Research talk:Teahouse long term new editor retention/Work log/2015-10-01

From Meta, a Wikimedia project coordination wiki

Thursday, October 1, 2015[edit]

Let's gather a sample of all of the edits that these 14766 editors made between registration and when they were invited to the Teahouse (or would have been invited, in the case of the control sample).

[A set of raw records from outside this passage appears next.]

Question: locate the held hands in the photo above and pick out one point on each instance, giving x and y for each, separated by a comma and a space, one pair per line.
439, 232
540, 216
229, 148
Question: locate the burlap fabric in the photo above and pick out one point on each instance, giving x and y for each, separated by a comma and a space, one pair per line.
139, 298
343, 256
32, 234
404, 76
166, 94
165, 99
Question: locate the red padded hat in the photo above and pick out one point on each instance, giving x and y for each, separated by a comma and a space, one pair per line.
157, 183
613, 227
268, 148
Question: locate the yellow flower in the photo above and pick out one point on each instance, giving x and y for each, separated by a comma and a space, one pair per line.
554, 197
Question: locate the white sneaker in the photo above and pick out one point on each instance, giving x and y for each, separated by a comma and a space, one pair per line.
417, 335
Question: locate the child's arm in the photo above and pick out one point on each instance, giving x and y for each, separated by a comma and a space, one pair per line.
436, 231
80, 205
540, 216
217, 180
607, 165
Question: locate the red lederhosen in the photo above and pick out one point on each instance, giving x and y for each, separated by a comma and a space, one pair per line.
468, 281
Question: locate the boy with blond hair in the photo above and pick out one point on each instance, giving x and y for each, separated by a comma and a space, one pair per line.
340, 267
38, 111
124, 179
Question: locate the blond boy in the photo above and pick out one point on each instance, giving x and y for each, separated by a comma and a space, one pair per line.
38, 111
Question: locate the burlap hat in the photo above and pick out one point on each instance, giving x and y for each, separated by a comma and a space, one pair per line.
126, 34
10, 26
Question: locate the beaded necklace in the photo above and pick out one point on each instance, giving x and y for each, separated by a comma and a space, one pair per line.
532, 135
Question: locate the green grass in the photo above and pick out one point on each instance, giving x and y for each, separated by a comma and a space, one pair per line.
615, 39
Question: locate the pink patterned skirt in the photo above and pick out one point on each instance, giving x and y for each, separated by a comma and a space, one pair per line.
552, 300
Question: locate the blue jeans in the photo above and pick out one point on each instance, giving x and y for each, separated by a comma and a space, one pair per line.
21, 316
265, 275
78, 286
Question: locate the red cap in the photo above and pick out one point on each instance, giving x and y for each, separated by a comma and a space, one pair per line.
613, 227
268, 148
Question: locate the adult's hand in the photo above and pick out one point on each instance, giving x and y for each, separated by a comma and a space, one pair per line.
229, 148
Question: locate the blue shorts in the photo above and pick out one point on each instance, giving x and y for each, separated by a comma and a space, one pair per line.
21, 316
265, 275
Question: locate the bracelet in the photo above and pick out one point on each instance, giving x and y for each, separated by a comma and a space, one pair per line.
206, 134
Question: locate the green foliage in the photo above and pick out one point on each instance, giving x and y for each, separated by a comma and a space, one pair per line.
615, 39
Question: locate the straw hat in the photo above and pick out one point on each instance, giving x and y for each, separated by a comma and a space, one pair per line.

First, all of there edits to pages that currently exist on the wiki, and a bunch of metadata about those edits. Include deleted edits.

#138856 rows
create table th_retention_sample_preinvite_edits
select * from enwiki.revision r join jmorgan.th_retention_sample trs on r.rev_user = trs.user_id join enwiki.page p on r.rev_page = p.page_id where r.rev_timestamp < DATE_FORMAT(trs.sample_date, '%Y%m%d%H%i%s') order by user_id, rev_id asc;

Then add in edits they made to pages that were subsequently deleted.

#21425 rows
insert into jmorgan.th_retention_sample_preinvite_edits (rev_id, rev_page, rev_text_id, rev_comment, rev_user, rev_user_text, rev_timestamp, rev_minor_edit, rev_deleted, rev_len, rev_parent_id, rev_sha1, rev_content_model, rev_content_format, user_registration, sample_date, sample_group, page_namespace, page_title) select ar_rev_id, ar_page_id, ar_text_id, ar_comment, ar_user, ar_user_text, ar_timestamp, ar_minor_edit, ar_deleted, ar_len, ar_parent_id, ar_sha1, ar_content_model, ar_content_format, user_registration, sample_date, sample_group, ar_namespace, ar_title from enwiki.archive a join jmorgan.th_retention_sample trs on a.ar_user = trs.user_id where a.ar_timestamp < DATE_FORMAT(trs.sample_date, '%Y%m%d%H%i%s') order by user_id, ar_rev_id asc;